Numero 4 – Non prescrivere l’esame del PSA (prostate-specific antigen) per lo screening del tumore della prostata in pazienti maschi che non presentano i sintomi della malattia e che abbiano aspettativa di vita inferiore a 10 anni. Gli anziani con più di 70 anni, infatti, non traggono alcun beneficio di sopravvivenza dal trattamento del tumore della prostata in età avanzata che potrebbe progredire come malattia indolente o cronica e, al contrario, si possono evitare diagnosi e trattamenti non necessari. L’esame del PSA non è risultato utile per lo screening perché molti uomini con il tumore della prostata non presentano elevati livelli di PSA o perché anche altre condizioni patologiche possono causare un aumento di questo stesso antigene. Per i pazienti con aspettativa di vita superiore a 10 anni, l’ASCO ha precedentemente emesso raccomandazione che i medici discutano con il paziente se sia appropriato il test di PSA per lo screening del tumore prostatico, anche se quest’ultima raccomandazione è in contraddizione con le linee guida della US Preventative Services Task Force, che non consiglia l’esame agli uomini, di tutte le età, altrimenti sani.
Numero 5 – Non scegliere terapie target a meno che le cellule tumorali del paziente non posseggano uno specifico biomarcatore che predica una risposta favorevole alla terapia. Le terapie target sono ‘eccezionalmente costose’, perché nuove, per il processo di sintesi e perché sotto brevetto, quindi l’uso di queste terapie dovrebbe essere limitato ai pazienti sensibili. Particolari tipi di tumore mostrano anormalità/aberrazioni genetiche che predicono la risposta alla terapie target, quindi ad esempio solo i pazienti con tumore del polmone non a piccole cellule (NSCLC) con traslocazione EML4-ALK possono essere trattati con crizotinib, quelli con NSCLC metastatico con mutazioni del gene EGFR possono essere trattati con afatinib e i pazienti con melanoma che presentano mutazioni BRAF V600E o V600K possono essere trattati con vemurafenib, dabrafenib o trametinib. Infine, si deve ricordare anche che esistono rischi nell’utilizzare terapie target in assenza di evidenza di alterazione genetica per i potenziali gravi eventi avversi o la ridotta efficacia rispetto ad altre opzioni di trattamento.

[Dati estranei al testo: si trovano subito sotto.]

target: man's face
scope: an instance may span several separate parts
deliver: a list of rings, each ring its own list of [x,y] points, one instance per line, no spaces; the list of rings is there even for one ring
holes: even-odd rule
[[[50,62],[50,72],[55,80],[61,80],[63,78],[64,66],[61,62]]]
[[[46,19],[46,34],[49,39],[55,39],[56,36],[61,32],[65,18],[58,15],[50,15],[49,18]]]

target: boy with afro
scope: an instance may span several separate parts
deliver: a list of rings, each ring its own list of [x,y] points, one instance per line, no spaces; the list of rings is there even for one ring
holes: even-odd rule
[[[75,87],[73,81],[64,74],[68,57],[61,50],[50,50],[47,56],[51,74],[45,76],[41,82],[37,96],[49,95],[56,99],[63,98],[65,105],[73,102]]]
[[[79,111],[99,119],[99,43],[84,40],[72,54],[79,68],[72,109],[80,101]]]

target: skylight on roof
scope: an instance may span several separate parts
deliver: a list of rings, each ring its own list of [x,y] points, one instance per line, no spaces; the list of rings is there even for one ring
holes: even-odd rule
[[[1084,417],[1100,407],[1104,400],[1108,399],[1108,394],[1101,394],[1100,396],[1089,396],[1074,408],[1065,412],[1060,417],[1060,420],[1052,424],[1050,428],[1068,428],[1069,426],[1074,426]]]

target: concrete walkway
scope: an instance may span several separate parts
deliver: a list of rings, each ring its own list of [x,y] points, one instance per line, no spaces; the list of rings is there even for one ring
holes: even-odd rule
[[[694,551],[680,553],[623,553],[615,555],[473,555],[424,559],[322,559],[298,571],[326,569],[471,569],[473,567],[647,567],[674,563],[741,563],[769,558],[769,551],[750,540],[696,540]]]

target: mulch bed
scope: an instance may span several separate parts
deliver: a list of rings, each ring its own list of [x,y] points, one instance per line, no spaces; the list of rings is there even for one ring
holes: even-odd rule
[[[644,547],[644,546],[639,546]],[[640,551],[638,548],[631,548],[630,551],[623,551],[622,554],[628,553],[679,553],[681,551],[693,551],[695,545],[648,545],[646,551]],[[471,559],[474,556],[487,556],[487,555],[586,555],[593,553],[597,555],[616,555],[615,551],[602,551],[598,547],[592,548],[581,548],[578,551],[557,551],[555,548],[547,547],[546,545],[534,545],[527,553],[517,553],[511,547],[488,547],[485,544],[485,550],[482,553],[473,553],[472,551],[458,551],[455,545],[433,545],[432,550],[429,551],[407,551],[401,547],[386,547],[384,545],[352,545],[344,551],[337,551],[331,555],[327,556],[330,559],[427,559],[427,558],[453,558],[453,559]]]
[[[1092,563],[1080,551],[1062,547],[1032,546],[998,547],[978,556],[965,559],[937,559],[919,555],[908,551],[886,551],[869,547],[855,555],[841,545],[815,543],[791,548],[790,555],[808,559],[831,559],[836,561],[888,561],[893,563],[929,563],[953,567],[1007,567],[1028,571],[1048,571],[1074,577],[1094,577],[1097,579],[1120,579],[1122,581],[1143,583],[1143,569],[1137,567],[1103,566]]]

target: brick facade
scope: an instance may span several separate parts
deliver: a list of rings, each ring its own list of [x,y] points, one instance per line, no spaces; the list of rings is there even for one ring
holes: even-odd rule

In conclusione, gli autori ricordano che i consigli forniti nella seconda ‘Top 5 list’ serviranno agli oncologi a ‘prescrivere la giusta cura, in giusta misura, utilizzando le giuste tecniche, al momento giusto’. Il frutto di questi sforzi saranno cure per il cancro di valore più alto e supportato da evidenza scientifica. Al contempo, l’ASCO riconosce che la scienza e l’arte della medicina sono basate sul culto dell’individualità del malato, quindi ogni raccomandazione elencata nella ‘Top 5 list’ deve essere intesa come opportunità per gli oncologi per strutturare una proficua discussione con il paziente per individualizzare le cure.